You manage the security in SQL Server 2008 R2 Reporting Services (SSRS).
You create a new role.
You need to grant the following permissions to the role:
View and modify security settings for reports, folders, resources, and shared data sources.
Create and delete reports.
Modify report properties.
Which two actions should you perform? (Each correct answer presents part of the solution.
Choose two.)
A.
Assign Set Security Policies for Items task to the role.
B.
Assign the Consume Reports task to the role,
C.
Assign the Manage Resources task to the role.
D.
Assign the Manage Reports task to the role.
Explanation:
You can modify the My Reports role to suit your needs. However, it is recommended that
you keep the “Manage reports” task and the “Manage folders” task to enable basic content
management. In addition, this role should support all view-based tasks so that users can see
folder contents and run the reports that they manage. Although the “Set security policies for
items” task is not part of the role definition by default, you can add this task to the My
Reports role so that users can customize security settings for subfolders and reports. The
Manage reports task: Add and delete reports, modify report parameters, view and modify
report properties, view and modify data sources that provide content to the report, view and
modify report definitions, and set security policies at the report level. Note:
Reporting Services uses a role-based security model to control access to reports, folders,
and other items that are managed by a report server. The model maps a specific user or
group to a role, and the role describes how that user or group is to access a given report or
item. The security model consists of the following components:
A user or a group account that can be authenticated by Windows security or another
authentication mechanism.
Role definitions that define a set of actions or operations. Examples of role definitions
include System Administrator, Content Manager, and Publisher.
Securable items for which you want to control access. Examples of securable items include
folders, reports, and resources.
The combination of all these elements is characterized as a role assignment. In Reporting
Services, role assignments provide the security context for items and the report server itself.
Note 2:In Reporting Services, tasks are all possible actions that a user or administrator performs.
There are twenty tasks in all. Some examples of tasks include “View reports,” “Manage
reports,” and “Manage report server properties.”
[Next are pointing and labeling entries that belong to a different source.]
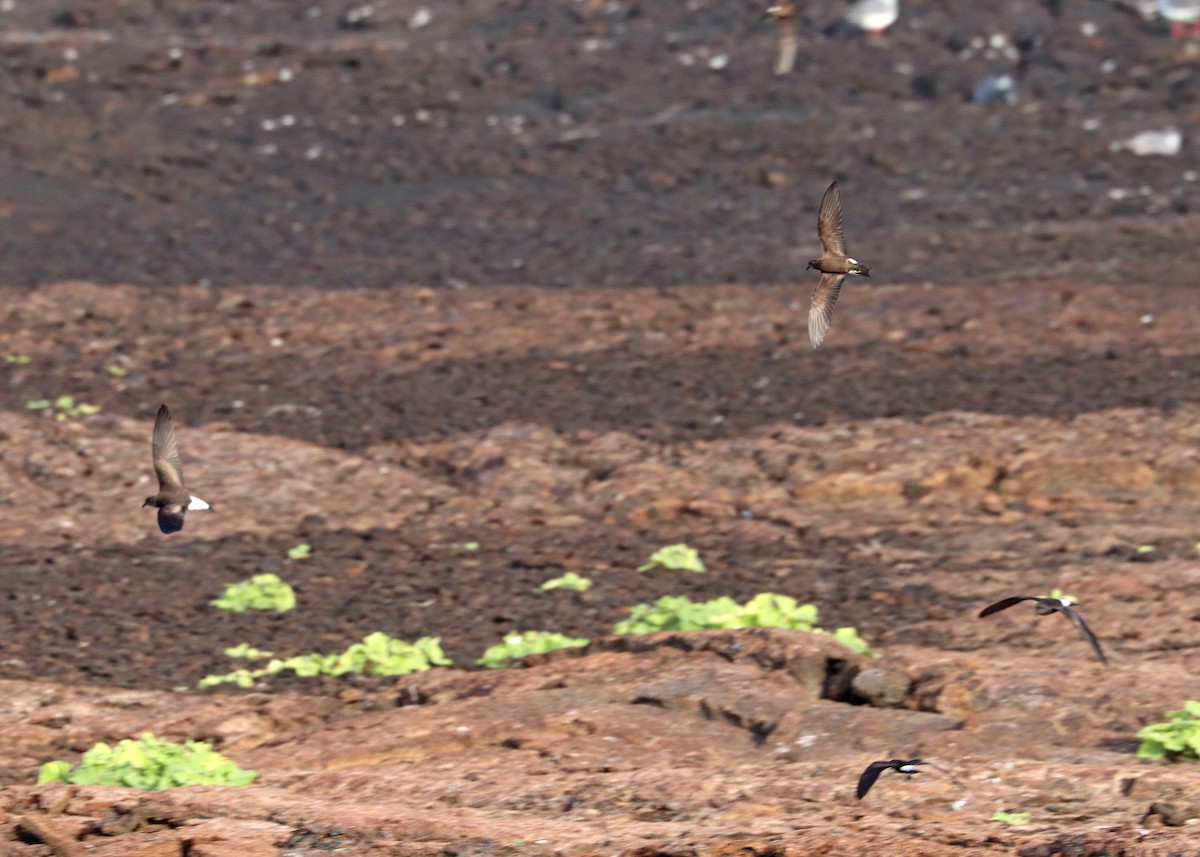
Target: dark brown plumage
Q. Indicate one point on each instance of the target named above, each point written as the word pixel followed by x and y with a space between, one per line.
pixel 834 265
pixel 909 767
pixel 172 499
pixel 1044 607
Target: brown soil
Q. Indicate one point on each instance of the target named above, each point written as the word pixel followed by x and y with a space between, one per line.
pixel 444 451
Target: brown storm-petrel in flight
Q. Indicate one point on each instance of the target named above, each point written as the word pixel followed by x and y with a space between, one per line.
pixel 1045 606
pixel 172 498
pixel 909 767
pixel 833 264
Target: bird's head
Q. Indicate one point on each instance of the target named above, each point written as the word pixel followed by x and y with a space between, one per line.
pixel 780 11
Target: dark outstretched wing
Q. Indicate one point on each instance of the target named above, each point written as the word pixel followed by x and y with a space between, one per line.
pixel 829 222
pixel 171 517
pixel 166 454
pixel 867 779
pixel 1087 633
pixel 1005 604
pixel 825 295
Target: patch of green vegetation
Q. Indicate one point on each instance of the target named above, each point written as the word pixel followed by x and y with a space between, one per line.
pixel 568 581
pixel 765 610
pixel 520 645
pixel 1011 817
pixel 1176 738
pixel 378 654
pixel 247 652
pixel 300 551
pixel 676 557
pixel 149 763
pixel 64 407
pixel 261 592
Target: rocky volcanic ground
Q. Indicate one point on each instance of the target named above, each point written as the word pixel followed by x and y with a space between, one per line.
pixel 444 453
pixel 1008 406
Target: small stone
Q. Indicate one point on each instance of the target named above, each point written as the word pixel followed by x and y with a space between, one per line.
pixel 881 687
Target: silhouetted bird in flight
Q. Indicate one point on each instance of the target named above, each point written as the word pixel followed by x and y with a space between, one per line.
pixel 172 498
pixel 909 767
pixel 1047 605
pixel 833 264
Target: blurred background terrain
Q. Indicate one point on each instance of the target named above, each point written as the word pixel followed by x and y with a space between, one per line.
pixel 571 143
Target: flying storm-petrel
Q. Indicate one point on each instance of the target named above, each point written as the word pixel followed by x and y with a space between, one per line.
pixel 833 264
pixel 909 767
pixel 172 499
pixel 1047 605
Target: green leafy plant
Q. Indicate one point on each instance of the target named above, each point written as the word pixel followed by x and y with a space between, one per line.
pixel 261 592
pixel 378 654
pixel 1176 738
pixel 1011 817
pixel 149 762
pixel 64 407
pixel 765 610
pixel 521 645
pixel 300 551
pixel 677 557
pixel 568 581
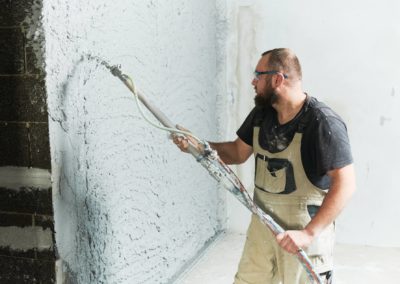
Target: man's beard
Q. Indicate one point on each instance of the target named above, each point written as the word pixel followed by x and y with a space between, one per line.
pixel 266 99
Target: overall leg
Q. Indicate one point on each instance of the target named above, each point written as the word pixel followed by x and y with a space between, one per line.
pixel 258 263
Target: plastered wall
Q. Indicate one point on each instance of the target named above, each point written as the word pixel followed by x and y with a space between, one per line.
pixel 349 53
pixel 128 207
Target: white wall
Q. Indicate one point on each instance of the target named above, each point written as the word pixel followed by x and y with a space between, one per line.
pixel 129 208
pixel 350 56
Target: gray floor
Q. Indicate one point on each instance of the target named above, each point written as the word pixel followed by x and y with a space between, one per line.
pixel 353 264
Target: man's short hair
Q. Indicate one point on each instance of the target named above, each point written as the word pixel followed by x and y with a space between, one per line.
pixel 284 60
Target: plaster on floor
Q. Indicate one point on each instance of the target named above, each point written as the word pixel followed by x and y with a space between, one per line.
pixel 353 264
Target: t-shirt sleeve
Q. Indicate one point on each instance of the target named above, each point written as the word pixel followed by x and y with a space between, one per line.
pixel 245 132
pixel 332 145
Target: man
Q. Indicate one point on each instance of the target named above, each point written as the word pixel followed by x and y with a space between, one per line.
pixel 303 175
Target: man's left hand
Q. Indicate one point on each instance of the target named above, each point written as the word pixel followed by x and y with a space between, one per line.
pixel 292 241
Tasks are predefined. You cannot create custom tasks or modify the ones provided either
programmatically or through a tool.
Each task consists of a set of permissions, which are also predefined. For example, the
“Manage folders” task contains the permissions create and delete folders, and view and
update folder properties. Users never interact with permissions directly. Users are granted
permissions indirectly through the tasks that are included in role definitions. These
permissions allow access to specific report server functionality. For example, users who
have permission to subscribe to reports can use subscription-related pages and buttons in
Report Manager to create and manage subscriptions. Users who do not have permission do
not see subscription-related pages in Report Manager.
To work, a task must be assigned to a role that is actively used in a security policy. A task
that is
not assigned to role has no impact on user actions or security.